Cynthia is in Berlin to find herself. She’s tired of being the least useful friend in her group and wants to earn her place in the world. She’s also been getting postcards from her previously non-existent father and the last one came from… Berlin. So, what’s the problem if her trip does double duty. Except, as she looks for clues to locate her father, she begins to uncover a big problem hiding in the Berlin supernatural community. A problem that draws way too much attention to a lone teenaged, shifter far from home.
This book was not what I was expecting, and not in a good way. I really liked Wicked Magic.

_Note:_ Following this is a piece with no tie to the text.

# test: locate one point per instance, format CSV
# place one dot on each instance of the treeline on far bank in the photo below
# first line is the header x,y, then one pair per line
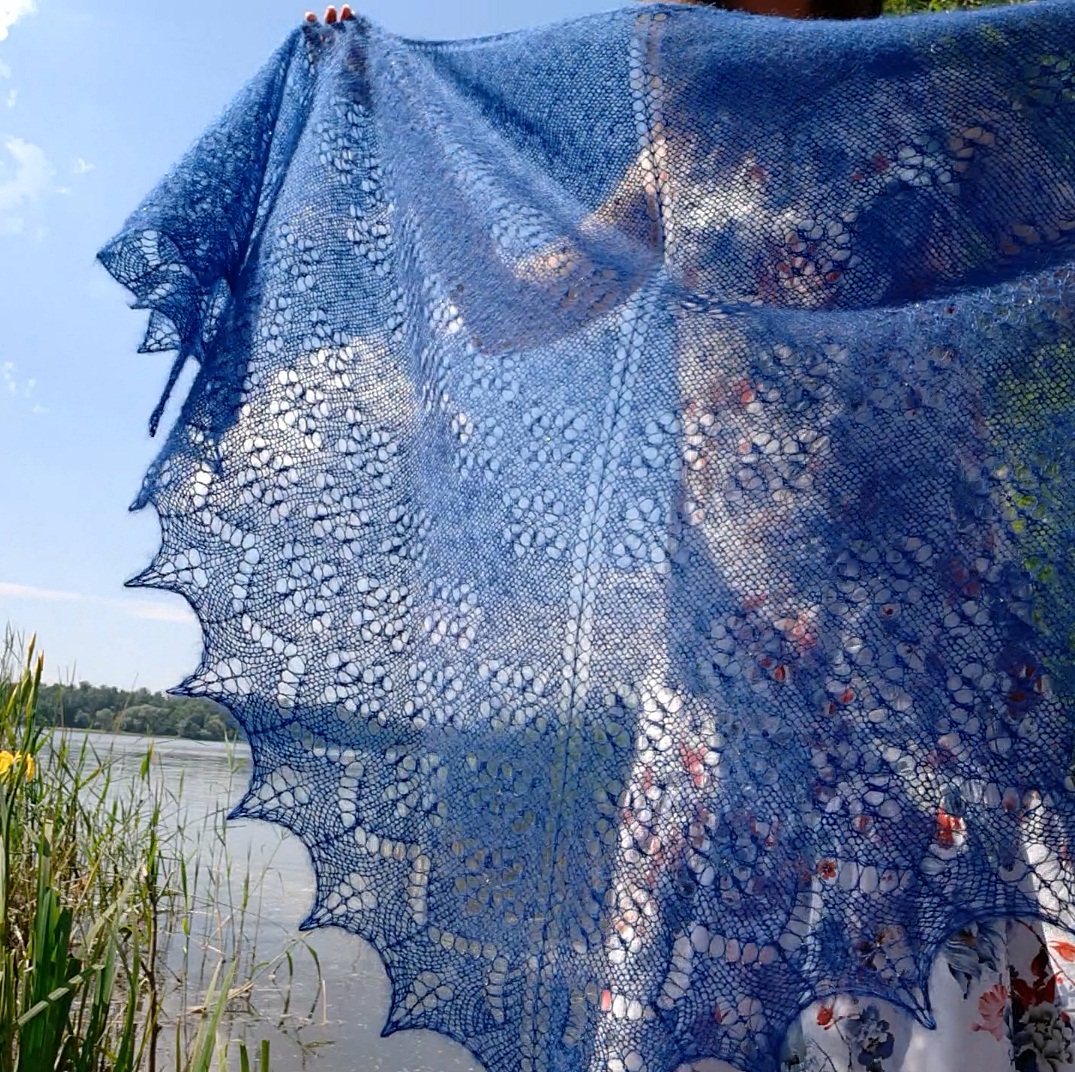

Nathan, the vampire hunter, as the lead was something different for the YA PNR genre and gave the story an insider perspective. In Wicked Blood, we have Cynthia as the lead and like the first book, she’s more than capable of naïvely leading herself directly into a huge mess. This alone makes the story feel more generic with the poor teen girl trope, despite the fact that she’s supernatural herself. Cynthia is way too trusting and doesn’t have as many skills or the amount of paranormal knowledge as her friends. A fact that she laments constantly throughout the book. I’ll take a realistically whiney teenage protagonist any day, but Cindy… oh Cindy. She’s clueless and she knows it. Yet she keeps taking her incapable self into increasingly dangerous situations after banishing her own internal warnings and thoughts to call her friends. This takes ‘learning the hard way’ to the extreme.
When we do get around to her realizing that she needs to ask people for help, they begin to connect the things she’s uncovered. All the clues eventually point to a storyline which hopefully reunite our Oxford crew as it continues. Maybe they can begin epic quest that would assist in finding inroads into the different paranormal factions like we started in the first book. Overall, this was a transition book and was a little underwhelming. Poor Cynthia is simultaneously too nice and too messy to lead her own series. She ends up nearly in the same spot as before. Meanwhile we had to deal with a convoluted plot that ultimately was filler to get to the endpoint and the potential to keep the quest for knowledge going.
I’m not ready to give up on The Vampire of Oxford yet, but I hope we get back to the team sooner than later.